Le temps d’une ville

Donc, une fois encore, j’entre dans une ville que je ne connais pas. Avec pour seule raison d’y écrire avec d’autres que je ne connais pas non plus. Partage d’écriture. Comme autrefois ces artistes itinérants - peintres, sculpteurs - qui venaient se mettre au service des églises trop pauvres, trop à l’écart, pour avoir à demeure leurs propres faiseurs d’art. Mais au service de quoi, aujourd’hui ? D’un sens de l’homme dans sa ville ? De ce que l’on appelle habituellement “citoyenneté” ? Ou de quelque chose d’un autre ordre (comme autrefois : ordres croisés du ciel et de la terre) mais devant lequel celui qui est venu ici grâce aux bons soins de l’Etat et des collectivités locales devrait se faire discret ?

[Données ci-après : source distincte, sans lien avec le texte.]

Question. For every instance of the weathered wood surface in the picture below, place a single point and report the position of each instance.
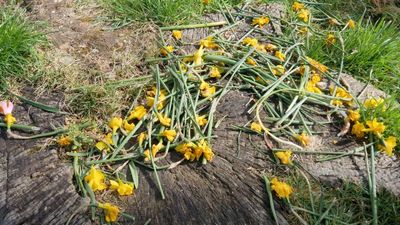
(35, 185)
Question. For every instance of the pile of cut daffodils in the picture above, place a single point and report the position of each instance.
(176, 114)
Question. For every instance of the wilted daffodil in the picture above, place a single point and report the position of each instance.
(6, 108)
(284, 157)
(388, 145)
(280, 55)
(115, 123)
(64, 141)
(128, 127)
(154, 150)
(250, 42)
(351, 24)
(260, 21)
(278, 70)
(139, 112)
(282, 189)
(375, 127)
(105, 143)
(206, 89)
(303, 139)
(215, 72)
(95, 179)
(164, 120)
(169, 134)
(164, 51)
(251, 62)
(141, 137)
(297, 6)
(177, 34)
(330, 39)
(122, 188)
(110, 211)
(209, 43)
(358, 130)
(353, 115)
(201, 120)
(255, 126)
(304, 15)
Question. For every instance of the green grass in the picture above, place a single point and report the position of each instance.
(350, 203)
(18, 38)
(371, 46)
(162, 12)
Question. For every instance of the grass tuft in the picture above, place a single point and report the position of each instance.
(18, 38)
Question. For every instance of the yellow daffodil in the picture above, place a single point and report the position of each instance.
(255, 126)
(297, 6)
(141, 138)
(6, 108)
(278, 70)
(351, 24)
(284, 157)
(95, 179)
(250, 42)
(304, 15)
(317, 65)
(333, 22)
(280, 55)
(166, 50)
(282, 189)
(201, 120)
(270, 47)
(388, 145)
(374, 126)
(169, 134)
(303, 139)
(164, 120)
(122, 188)
(198, 56)
(312, 87)
(64, 141)
(105, 143)
(251, 62)
(358, 130)
(177, 34)
(215, 72)
(206, 89)
(330, 39)
(110, 211)
(154, 150)
(128, 127)
(115, 123)
(353, 115)
(187, 150)
(260, 21)
(209, 43)
(138, 112)
(372, 103)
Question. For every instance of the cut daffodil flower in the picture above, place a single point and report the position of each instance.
(95, 179)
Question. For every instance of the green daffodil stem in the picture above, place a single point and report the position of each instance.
(373, 186)
(21, 127)
(270, 199)
(193, 26)
(46, 134)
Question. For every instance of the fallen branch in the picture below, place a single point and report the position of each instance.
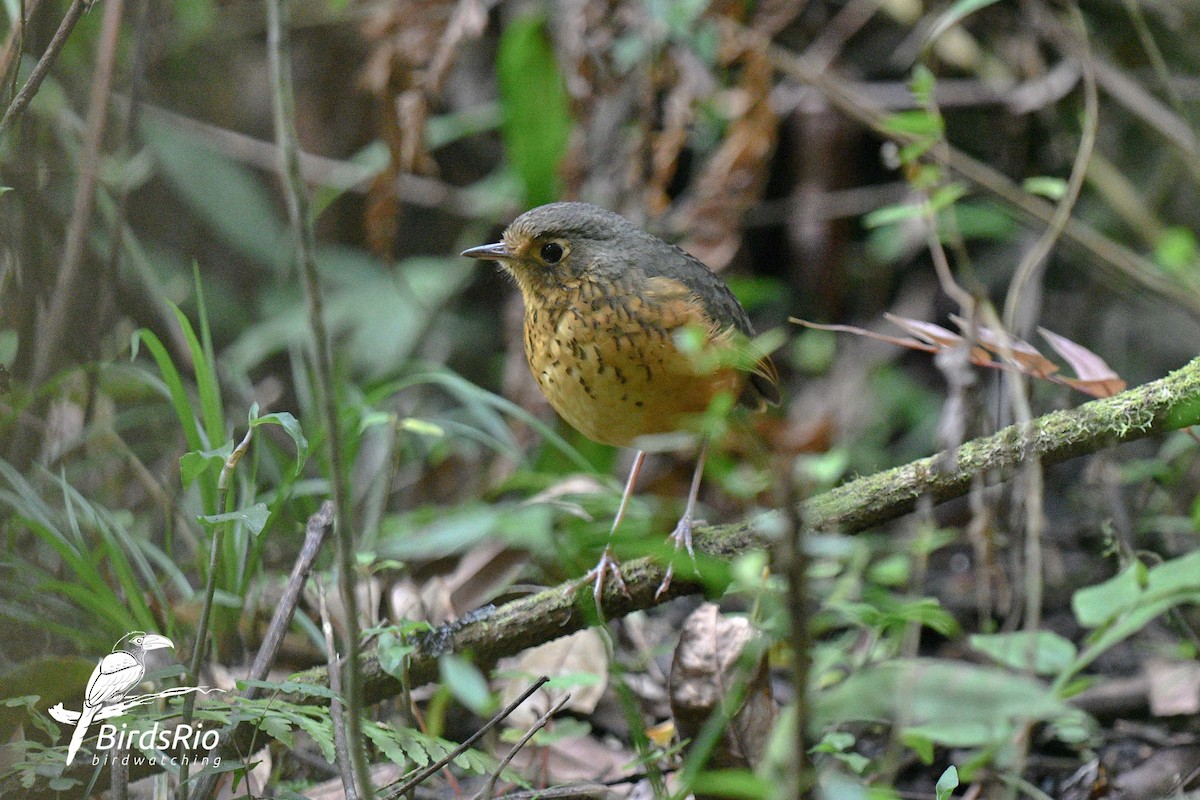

On peut aussi imaginer. Comme les vitriers d’autrefois, je serais entré dans la ville le cadre dans le dos avec le verre et les outils, et le cri de rue en rue, l’appel jusqu’à ce que des fenêtres s’ouvrent : “Ecrivain ! Ecrivain !...”


Ou bien, sur les marchés, j’aurais dressé un étalage entre les fruits et légumes et les robes légères, avec sur le plateau seulement des feuilles blanches et des crayons.

Pendant plus d’un an, je viens dans cette ville qui a du mal à trouver ses mots.


Visages des élèves de quatrième T du Collège de La Noue.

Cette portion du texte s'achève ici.